Trump’s Cybersecurity Executive Order Under Fire

Former AT&T CSO, Ed Amoroso, says government needs to shift from talk to action when it comes to cybersecurity.

NEW YORK–President Donald Trump’s Cybersecurity Executive Order needs an overhaul, specifically a shift from planning and proposals to the pragmatic. According to Ed Amoroso, former AT&T CSO, there are dire consequences to the U.S. critical infrastructure if the U.S. government pursues its current cybersecurity status quo.

“How many plans are being drafted by government agencies right now under the current Cyber Executive Order? Hundreds. And who is going to read them?” asked Amoroso, currently CEO of TAG Cyber. “This is not the way Trump’s executive order should be.”

Speaking today at the Borderless Cyber conference, Amoroso argued cybersecurity needs to be more about three essential ingredients. “It’s simple. The administration’s focus needs to be on implementing one compliance framework (NIST), moving to the cloud, and getting our young kids involved in cyber. That’s something that we can actually do.”

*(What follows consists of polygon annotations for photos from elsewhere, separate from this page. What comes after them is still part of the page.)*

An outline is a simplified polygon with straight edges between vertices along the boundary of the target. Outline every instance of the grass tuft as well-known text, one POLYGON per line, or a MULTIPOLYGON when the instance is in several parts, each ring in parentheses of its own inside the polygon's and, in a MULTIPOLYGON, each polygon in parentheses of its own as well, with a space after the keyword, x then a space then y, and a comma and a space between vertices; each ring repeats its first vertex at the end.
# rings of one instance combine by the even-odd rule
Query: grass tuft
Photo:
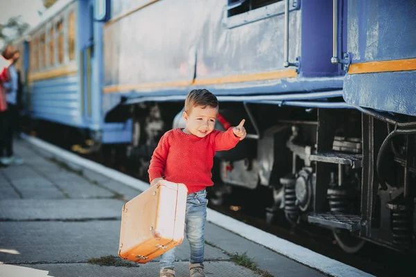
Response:
POLYGON ((250 269, 257 269, 257 263, 256 262, 253 262, 250 258, 248 258, 247 256, 247 252, 244 252, 242 254, 239 254, 238 253, 232 254, 231 260, 239 265, 249 268, 250 269))
POLYGON ((121 260, 121 258, 119 257, 116 257, 112 255, 110 256, 103 256, 100 258, 92 258, 88 260, 87 262, 89 264, 92 265, 105 265, 105 266, 111 266, 111 267, 135 267, 136 264, 127 262, 125 260, 121 260))

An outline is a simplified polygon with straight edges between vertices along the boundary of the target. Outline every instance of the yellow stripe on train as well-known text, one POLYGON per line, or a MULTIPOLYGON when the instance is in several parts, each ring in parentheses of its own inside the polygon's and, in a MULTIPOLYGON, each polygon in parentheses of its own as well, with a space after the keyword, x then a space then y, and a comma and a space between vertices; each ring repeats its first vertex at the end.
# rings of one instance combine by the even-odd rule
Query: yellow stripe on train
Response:
POLYGON ((103 89, 105 93, 118 91, 128 91, 139 89, 152 89, 160 87, 177 87, 200 86, 208 84, 231 84, 242 82, 263 81, 266 80, 277 80, 287 78, 295 78, 297 73, 295 69, 284 69, 271 72, 262 72, 259 73, 240 74, 231 76, 196 79, 193 81, 164 82, 157 83, 146 83, 140 84, 125 84, 108 86, 103 89))
POLYGON ((408 71, 416 70, 416 59, 393 60, 352 64, 348 74, 372 73, 376 72, 408 71))

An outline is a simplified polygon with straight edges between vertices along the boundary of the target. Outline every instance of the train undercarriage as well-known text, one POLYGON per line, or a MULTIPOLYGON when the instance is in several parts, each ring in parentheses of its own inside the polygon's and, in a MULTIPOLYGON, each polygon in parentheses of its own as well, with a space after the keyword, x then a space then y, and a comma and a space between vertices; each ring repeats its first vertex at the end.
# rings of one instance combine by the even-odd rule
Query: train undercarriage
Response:
MULTIPOLYGON (((128 164, 147 179, 162 135, 184 125, 182 104, 132 107, 128 164)), ((365 241, 414 251, 416 118, 383 116, 364 109, 221 102, 216 128, 245 118, 248 135, 216 155, 212 203, 236 187, 267 188, 262 192, 271 202, 263 217, 270 224, 279 224, 277 215, 284 213, 294 226, 302 222, 329 229, 352 253, 365 241)))

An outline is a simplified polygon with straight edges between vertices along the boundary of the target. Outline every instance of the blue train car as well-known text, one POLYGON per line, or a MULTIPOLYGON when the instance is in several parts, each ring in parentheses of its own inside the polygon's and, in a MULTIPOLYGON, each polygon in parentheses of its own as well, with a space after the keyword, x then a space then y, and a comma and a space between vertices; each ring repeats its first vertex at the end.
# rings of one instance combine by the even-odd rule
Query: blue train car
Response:
POLYGON ((101 55, 101 24, 92 10, 91 1, 58 1, 26 34, 27 110, 33 119, 88 131, 87 137, 103 143, 128 142, 123 134, 131 121, 103 120, 103 60, 95 58, 101 55))
POLYGON ((30 110, 88 131, 146 178, 188 92, 206 88, 220 102, 216 127, 244 118, 248 132, 216 155, 217 202, 243 187, 270 224, 282 213, 319 224, 350 253, 365 241, 414 250, 415 11, 415 1, 60 0, 24 44, 30 110))

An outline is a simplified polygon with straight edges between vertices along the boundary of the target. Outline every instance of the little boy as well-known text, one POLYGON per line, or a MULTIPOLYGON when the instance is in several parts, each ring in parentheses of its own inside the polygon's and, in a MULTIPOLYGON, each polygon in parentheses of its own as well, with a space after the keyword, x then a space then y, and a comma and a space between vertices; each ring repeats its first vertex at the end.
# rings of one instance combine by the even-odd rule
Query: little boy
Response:
MULTIPOLYGON (((244 139, 245 120, 225 132, 214 129, 218 111, 216 97, 207 89, 194 89, 185 100, 185 128, 168 131, 153 152, 148 173, 150 185, 166 179, 188 188, 185 235, 189 241, 191 277, 204 277, 207 186, 214 184, 211 170, 216 151, 229 150, 244 139)), ((159 237, 154 233, 155 238, 159 237)), ((175 249, 161 256, 160 277, 175 277, 175 249)))

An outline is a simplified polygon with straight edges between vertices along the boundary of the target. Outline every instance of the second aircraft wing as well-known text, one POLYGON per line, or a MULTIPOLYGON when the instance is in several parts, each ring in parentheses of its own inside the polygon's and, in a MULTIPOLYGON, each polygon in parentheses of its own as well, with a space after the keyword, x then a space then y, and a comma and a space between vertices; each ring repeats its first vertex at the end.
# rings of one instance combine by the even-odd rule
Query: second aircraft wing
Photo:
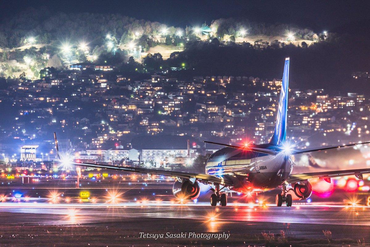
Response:
POLYGON ((289 183, 292 183, 310 178, 326 179, 351 175, 354 175, 357 178, 362 179, 362 175, 366 173, 370 173, 370 168, 291 174, 286 180, 286 182, 289 183))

In an open letter to President Donald Trump, he is calling for an immediate rewrite of the Executive Order on Cybersecurity that embraces the 2013 draft National Institute of Standards and Technology (NIST) framework that aims to establish sets of industry specific security norms applicable to organizations of all sizes with the goal of securing the nation’s critical infrastructure.

He also said that it’s important to reduce the attack surface of the government’s “enterprise perimeter” by moving government data warehousing and processes to the cloud.

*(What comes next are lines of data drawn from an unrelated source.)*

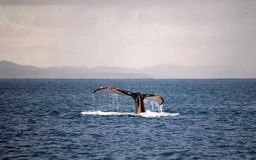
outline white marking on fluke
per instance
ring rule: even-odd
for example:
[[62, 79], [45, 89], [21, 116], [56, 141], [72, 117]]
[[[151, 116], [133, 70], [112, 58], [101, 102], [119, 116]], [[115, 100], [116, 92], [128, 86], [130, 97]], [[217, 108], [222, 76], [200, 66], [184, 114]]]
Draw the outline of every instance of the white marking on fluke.
[[163, 104], [164, 101], [163, 98], [160, 96], [156, 94], [141, 94], [139, 92], [133, 93], [114, 87], [101, 87], [93, 91], [93, 93], [94, 93], [98, 92], [112, 93], [132, 97], [135, 101], [135, 114], [145, 112], [144, 103], [143, 102], [143, 100], [144, 99], [155, 101], [160, 105]]

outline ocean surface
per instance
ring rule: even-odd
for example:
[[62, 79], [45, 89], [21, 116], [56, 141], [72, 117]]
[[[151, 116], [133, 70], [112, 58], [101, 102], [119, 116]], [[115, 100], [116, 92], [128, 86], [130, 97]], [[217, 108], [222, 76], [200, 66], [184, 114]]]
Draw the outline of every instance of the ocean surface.
[[0, 107], [1, 159], [256, 159], [255, 79], [0, 79]]

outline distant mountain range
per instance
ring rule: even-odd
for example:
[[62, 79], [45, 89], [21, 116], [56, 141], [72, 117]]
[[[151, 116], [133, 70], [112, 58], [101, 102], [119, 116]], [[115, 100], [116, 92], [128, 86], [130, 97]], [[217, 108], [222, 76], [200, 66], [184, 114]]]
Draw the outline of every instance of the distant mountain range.
[[0, 61], [0, 79], [212, 79], [255, 78], [256, 69], [230, 66], [194, 67], [160, 64], [141, 69], [101, 67], [50, 67], [42, 68]]

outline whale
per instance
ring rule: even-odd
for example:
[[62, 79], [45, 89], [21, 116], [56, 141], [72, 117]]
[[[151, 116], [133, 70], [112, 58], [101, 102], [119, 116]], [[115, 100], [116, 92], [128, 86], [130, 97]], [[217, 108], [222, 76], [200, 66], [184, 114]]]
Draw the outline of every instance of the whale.
[[132, 97], [135, 101], [135, 114], [145, 112], [145, 107], [143, 100], [144, 99], [155, 101], [161, 105], [163, 103], [164, 100], [160, 96], [153, 94], [141, 94], [139, 92], [132, 92], [118, 88], [103, 87], [99, 88], [93, 91], [95, 93], [98, 92], [112, 93]]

“Why didn’t Hillary Clinton’s emails get hacked in the last election? Because it was located outside the official U.S. perimeter where hackers couldn’t get to it. She got lucky,” Amoroso said. He said when the government “scatters its workload into a million pieces” into the cloud the network infrastructure goes away and removes the hard target of the enterprise perimeter.

Part of his rewrite of the executive order also includes mandating that “each government agency shall significantly expand their Cyber Corps Program for young people interested in a cyber security a career,” according to his open letter.

“Why don’t we incent young people to be involved with cyber security for five years and then pay for their college?” he said. “We have a small program now (Cyber Corps Program), but it needs to be 10 times bigger.”

Just as the Peace Corps defined a generation in the 1960s, the Cyber Corps has the same potential. He points to current estimates of 1 million vacant cybersecurity-related jobs currently unfilled coupled with an over-reliance on H-1B Visas.

“Very few kids are going into hi-tech today. Especially for women, the Ph.D-rate for computer science is dropping. That is alarming and not acceptable,” Amoroso said.

The Cybersecurity Executive Order needs to be about something that politicians and bureaucrats can actually do, he said. “If we stay this course, then my prediction is dire. I think that our critical infrastructure is fundamentally vulnerable.” And if U.S. cybersecurity leadership doesn’t change, it’s going to be the same broken pattern over and over again, he said.